YeoLab / merge_peaks

Pipeline for using IDR to produce a set of peaks given two replicate eCLIP peaks
9 stars 7 forks source link

Failed Jobs #10

Open Sanat-Mishra opened 3 years ago

Sanat-Mishra commented 3 years ago

Hi,

On executing the yaml file, all 7 jobs are failing with the following error message:

toil.leader.FailedJobsException: The job store 'file:/scratch/sanat.mishra/Thesis/eclip/merge_peaks/examples/AARS/.tmp/cwltoil_jobstore' contains 7 failed jobs: 'CWLWorkflow' kind-CWLWorkflow/instance-07ufg5ik, 'CWLWorkflow' kind-CWLWorkflow/instance-te8ikfkj, 'CWLJob' samtools view kind-CWLJob/instance-mlvmb13t, 'CWLJob' samtools view kind-CWLJob/instance-ise3vpe9, 'CWLWorkflow' kind-CWLWorkflow/instance-2zfokdt3, 'CWLJob' samtools view kind-CWLJob/instance-b_j5t4td, 'CWLJob' samtools view kind-CWLJob/instance-csv4vy5v

Additionally, for each job, the following is also included -

[2021-08-26T20:43:08+0200] [MainThread] [W] [toil.leader] Job 'CWLJob' samtools view kind-CWLJob/instance-b_j5t4td is completely failed
[2021-08-26T20:43:08+0200] [MainThread] [W] [toil.leader] Job failed with exit value 127: 'CWLJob' samtools view kind-CWLJob/instance-csv4vy5v
Exit reason: None
[2021-08-26T20:43:08+0200] [MainThread] [W] [toil.leader] No log file is present, despite job failing: 'CWLJob' samtools view kind-CWLJob/instance-csv4vy5v
[2021-08-26T20:43:08+0200] [MainThread] [W] [toil.job] Due to failure we are reducing the remaining try count of job 'CWLJob' samtools view kind-CWLJob/instance-csv4vy5v with ID kind-CWLJob/instance-csv4vy5v to 0

What's going wrong? Is there an issue with samtools?

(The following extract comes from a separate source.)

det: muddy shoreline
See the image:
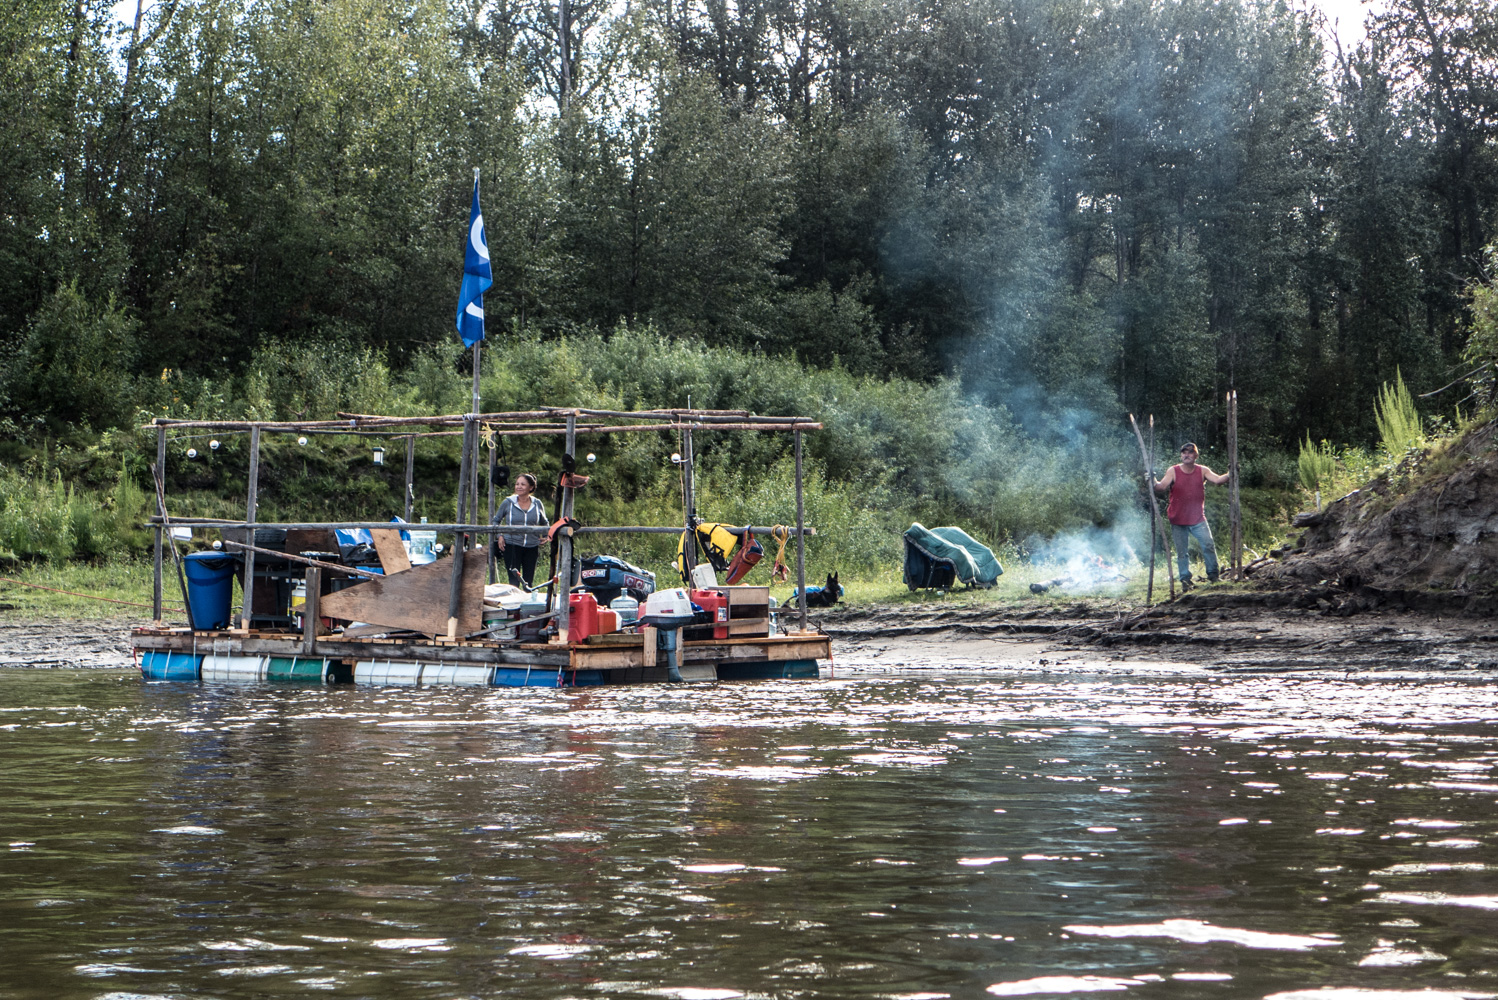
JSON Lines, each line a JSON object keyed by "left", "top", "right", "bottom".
{"left": 3, "top": 587, "right": 1495, "bottom": 674}
{"left": 821, "top": 588, "right": 1498, "bottom": 674}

byee4 commented 3 years ago

Might be, can you try re-running the pipeline in serial (using cwl-ref runner instead of cwltoil)? It should just be a modification to this line (change to cwltool):

https://github.com/YeoLab/merge_peaks/blob/18933d4d4b00e97a8a0d155abbebad1fdbc254aa/wf/eCLIP_merge_peaks#L20

Sanat-Mishra commented 3 years ago

But I'm executing on a Slurm scheduler, hope this goes with it.

byee4 commented 3 years ago

Yes the reference runner should work but your job will only run on the current node. Just to make sure that the issues aren't related to your scheduler first

Sanat-Mishra commented 3 years ago

Hi,

It turns out that the tmp directory where the logs are written into was not accessible, so I explicitly defined one and found out that the error is actually as follows - /var/spool/slurm/d/job8920124/slurm_script: line 4: _toil_worker: command not found

I tried to find out why this is occurring, someone suggested installing toil using a Python virtualenv instead of a conda env. Unfortunately, that did not work out as well. Any leads on this issue?

Thanks.